QI. Image shows from L to R: Alan Davies, Susan Calman, Stephen Fry, Aisling Bea, Sandi Toksvig. Copyright: TalkbackThames

Preview clips

Further details

Theme

- XL: Before the show the audience were given a challenge in order to test the idea of, "the wisdom of crowds", the idea created by Francis Galton that the more people you have answering a question the more accurate the answer would be. A random selection of the audience were asked to guess how many Smarties were in a large bowl, and then the panel are asked for their guesses which are revealed at the end of the show. The one who is closest gets to be called "Smartie-pants". Sandi guesses 1,500; Susan guesses 1,000 (after originally putting down 6,024,092); Alan guesses 1,966; Aisling guesses 12; and the audience average guess is 2,412. The correct answer is 3,890, so the audience were closest.

Topics

- The panel are shown a Biblical image and are asked what the royal figure sitting down did well with his fingers. The royal figure is King Nebuchadnezzar of Babylon, who in the picture is having his dreams interrupted by the Old Testament prophet Daniel. Nebuchadnezzar, like all Babylonians, could count with his fingers, but unlike today where we just count up to 10, the Babylonians counted the finger joints, which meant they could count up to 60 and had a base-12 counting system. This was important because it is thanks to the Babylonians that we have 24 hours in a day, 60 minutes in an hour, 60 seconds in a minute, 360 degrees in a circle and 12 inches in a foot. 24 is useful because it is so divisible, dividing equally by 12, 8, 6, 4, 3, 2 and 1.

- Tangent: Alan asks that if in a room and you put your fingers up to ask for just one or two of something, how do you do it with the Babylonian system, because you would only have to show part of your finger.

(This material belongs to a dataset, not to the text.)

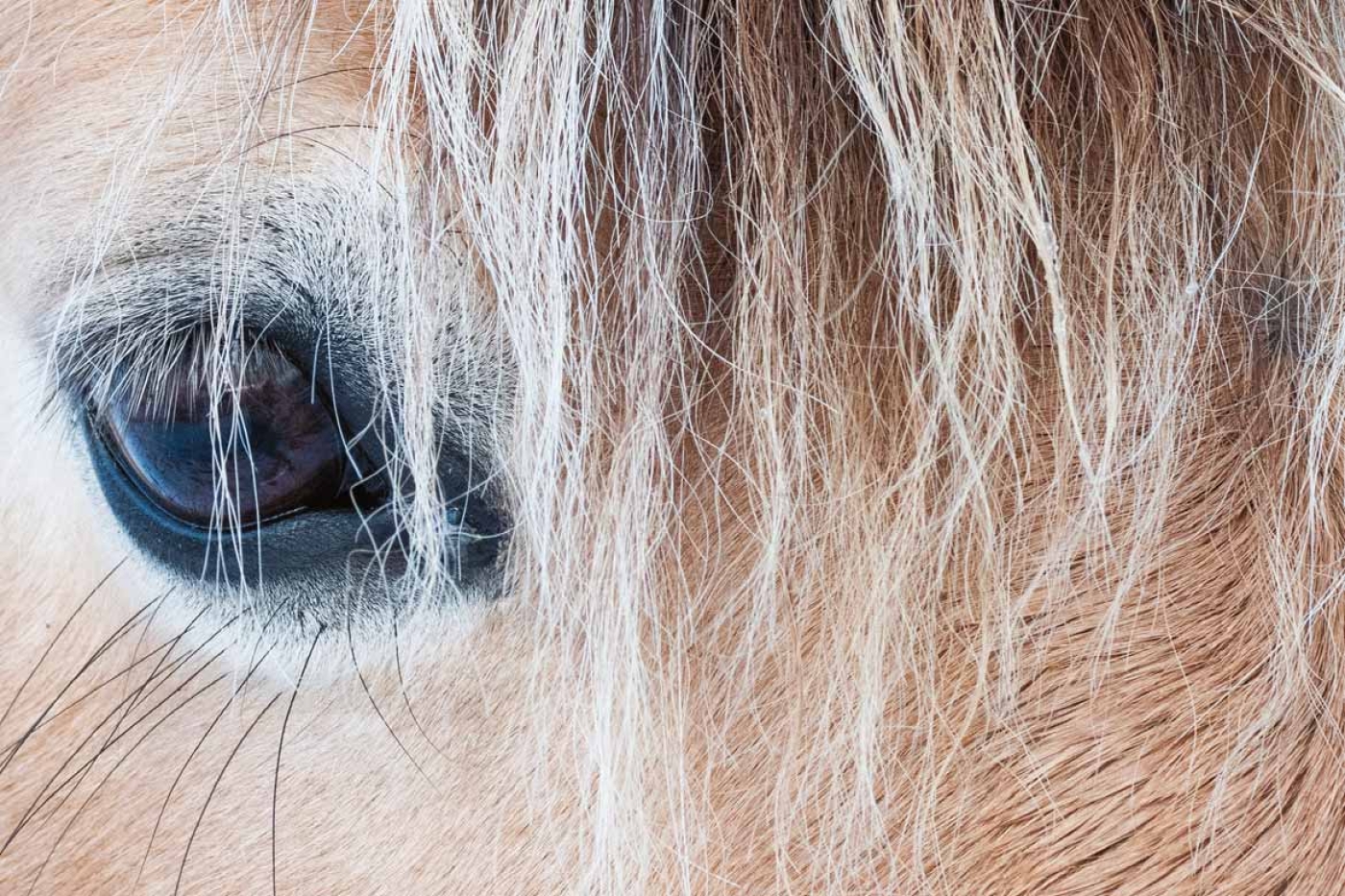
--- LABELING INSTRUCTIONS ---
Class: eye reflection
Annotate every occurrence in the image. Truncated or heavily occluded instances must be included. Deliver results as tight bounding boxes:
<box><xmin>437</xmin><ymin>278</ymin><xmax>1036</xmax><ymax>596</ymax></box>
<box><xmin>100</xmin><ymin>345</ymin><xmax>346</xmax><ymax>527</ymax></box>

- If last night you tossed two heads at the same time - coins that it is, the odds of it landing that way are 1 in 4. There are four possible outcomes: both heads, both tails, the first is heads and the second is tails, or the first is tails and the second is heads. While this is not a difficult maths question, this exact question was given to MPs in 2012, and 60% of MPs got it wrong. There was a divide along political lines: 47% of Conservative MPs got it wrong, and 77% of Labour MPs got it wrong. (Forfeit: 1 in 3)

- Tangent: Susan admits she is phobic about maths. Stephen was phobic about maths too. His father was a mathematician and physicist.

- XL Tangent: Jeffrey Hamilton, professor of mathematics at Warwick University, gave a lecture about probability in the 1970s in which he tossed a coin in the air, but the coin fell from his hand, rolled across the lecture theatre, and landed on its edge.

- XL Tangent: When the public where asked the same coin toss question the MPs were given, 74% of the public got it wrong.

- XL Tangent: The A&E Company, the rival to McDonald's, introduced a third-pound burger, and while people preferred it to the McDonald's quarter-pounder it still failed because people thought that a third was less than a quarter and mistakenly thought they were being cheated.

- XL Tangent: 9 out of 10 American high school graduates think that Joan of Arc was married to Noah.

- Tangent: Stephen and the panel perform an improbable trick. All five of them have a deck of cards, which they shuffle. They then put all the cards into a clear plastic bag, and take out one card from the bag without looking at it, holding the card close to their chest so it is visible to camera. They then turn all their cards to reveal that they all got the same one, the six of clubs. The chances of this happening are around one in two billion.

- There are animals that count. These include monkeys, chicks, pigeons, parrots, raccoons, ferrets, rats, salamanders, honeybees and apes. They can count, add and subtract. Rhesus monkeys at Colombia University have been shown that they can arrange up to nine objects in the correct numerical sequence. Crows and parrots can count up to six. Cormorants can count up to seven, and this is known because Chinese fishermen use cormorants. They put a ring around their throat so they cannot swallow the fish themselves, the birds catch fish and then dump on the ship's deck. Once they get to seven, the ring is taken off and the cormorant can catch its own fish.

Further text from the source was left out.